Bayern - Markus Söder als Ministerpräsident vereidigt Mit 110 von 202 Stimmen hat der bayerische Landtag Markus Söder zum Ministerpräsidenten gewählt. Dieser lobte die Koalitionsverhandlungen mit den Freien Wählern. © Foto: Sven Hoppe/dpa

Der bayerische Landtag hat Markus Söder wie erwartet zum Ministerpräsidenten gewählt. Der CSU-Politiker erhielt in der geheimen Abstimmung im Landtag die notwendige einfache Mehrheit der Stimmen. Wie Landtagspräsidentin Ilse Aigner (CSU) bekannt gab, erhielt Söder 110 von 202 abgegebenen Stimmen.

Bei der Landtagswahl am 14. Oktober hatte die CSU zwar ihre absolute Mehrheit verloren, war aber dennoch stärkste Kraft im Landtag geworden. Mit den Freien Wählern bildete sie daraufhin die erste schwarz-orange Koalition. Insgesamt verfügt die neue bayerische Landesregierung über 112 Stimmen. Im Parlament in München sind sechs Fraktionen mit 205 Abgeordneten vertreten.

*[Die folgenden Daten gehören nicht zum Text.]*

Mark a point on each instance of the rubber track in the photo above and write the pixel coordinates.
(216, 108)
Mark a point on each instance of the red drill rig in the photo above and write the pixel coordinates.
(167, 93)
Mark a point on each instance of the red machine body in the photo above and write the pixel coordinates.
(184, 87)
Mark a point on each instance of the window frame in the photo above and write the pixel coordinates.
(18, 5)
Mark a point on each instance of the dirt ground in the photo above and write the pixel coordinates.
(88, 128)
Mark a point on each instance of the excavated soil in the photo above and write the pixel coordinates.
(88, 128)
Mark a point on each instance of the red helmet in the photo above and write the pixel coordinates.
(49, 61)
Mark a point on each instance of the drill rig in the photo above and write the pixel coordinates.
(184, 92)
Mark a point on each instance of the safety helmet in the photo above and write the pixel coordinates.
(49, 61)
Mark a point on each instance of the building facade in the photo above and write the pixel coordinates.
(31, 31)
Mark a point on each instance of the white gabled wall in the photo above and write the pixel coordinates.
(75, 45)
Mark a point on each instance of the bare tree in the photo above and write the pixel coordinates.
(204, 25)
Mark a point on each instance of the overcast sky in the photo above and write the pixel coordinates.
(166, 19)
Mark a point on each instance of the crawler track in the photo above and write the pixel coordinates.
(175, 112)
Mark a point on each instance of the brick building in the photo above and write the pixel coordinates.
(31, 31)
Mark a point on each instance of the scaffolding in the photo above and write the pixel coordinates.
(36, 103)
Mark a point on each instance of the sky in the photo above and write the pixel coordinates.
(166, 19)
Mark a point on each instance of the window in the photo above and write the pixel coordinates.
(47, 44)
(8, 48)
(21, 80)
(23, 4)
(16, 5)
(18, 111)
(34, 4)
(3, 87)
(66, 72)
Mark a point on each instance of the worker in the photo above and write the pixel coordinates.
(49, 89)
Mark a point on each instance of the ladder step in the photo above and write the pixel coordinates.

Söder hielt im Anschluss seiner Wahl eine kurze Rede, die explizit nicht als Regierungserklärung verstanden werden sollte. Darin sagte er: "Ich werde das Beste geben, was ich zu geben habe." Der Wahlkampf, der hinter ihm und seiner CSU liege, sei hart gewesen. Er warb dafür, in den kommenden Jahren in Bayern einen "gemeinsamen Stil" zu entwickeln, der hart in der Sache bleibe, aber auch Respekt für den anderen zeige.

Söder wirbt für Optimismus

Jeder Landtagsabgeordnete versuche, das Beste zu geben. "Stil und Anstand sind wichtig", daher solle jeder sich bemühen, die Argumente des anderen verstehen zu wollen. "Das Ringen um das Beste macht den Parlamentarismus stark, nicht das Verächtlichmachen des anderen", sagte Söder. Die Abgeordneten sollten nicht nur das Negative herauskehren, sondern "ein bisschen optimistischer" an alle Themen herangehen. Fernab aller Parteiprogramme gehe es darum, den Wohlstand Bayerns zu vermehren und Schaden abzuwenden, so Söder.

Noch vor der Wahl des Ministerpräsidenten war es zu einem ersten Rededuell der neuen Fraktionen gekommen. Während CSU und Freie Wähler ihre neue Koalition als Garanten für Stabilität und nachhaltige Entwicklung in Bayern verteidigten, ging die Opposition hart mit Schwarz-Orange ins Gericht.

Im März dieses Jahres war Söder erstmals zum Ministerpräsidenten gewählt worden. Der 51-Jährige folgte auf CSU-Chef Horst Seehofer, der als Bundesinnenminister nach Berlin gewechselt war.

CSU und Freie Wähler hatten am Sonntag dem Koalitionsvertrag zugestimmt, die Vereidigung der Minister und Staatssekretäre ist für den 12. November vorgesehen. Die Freien Wähler werden künftig drei Ministerien führen, ihr Chef Hubert Aiwanger wird Chef des Wirtschaftsressorts.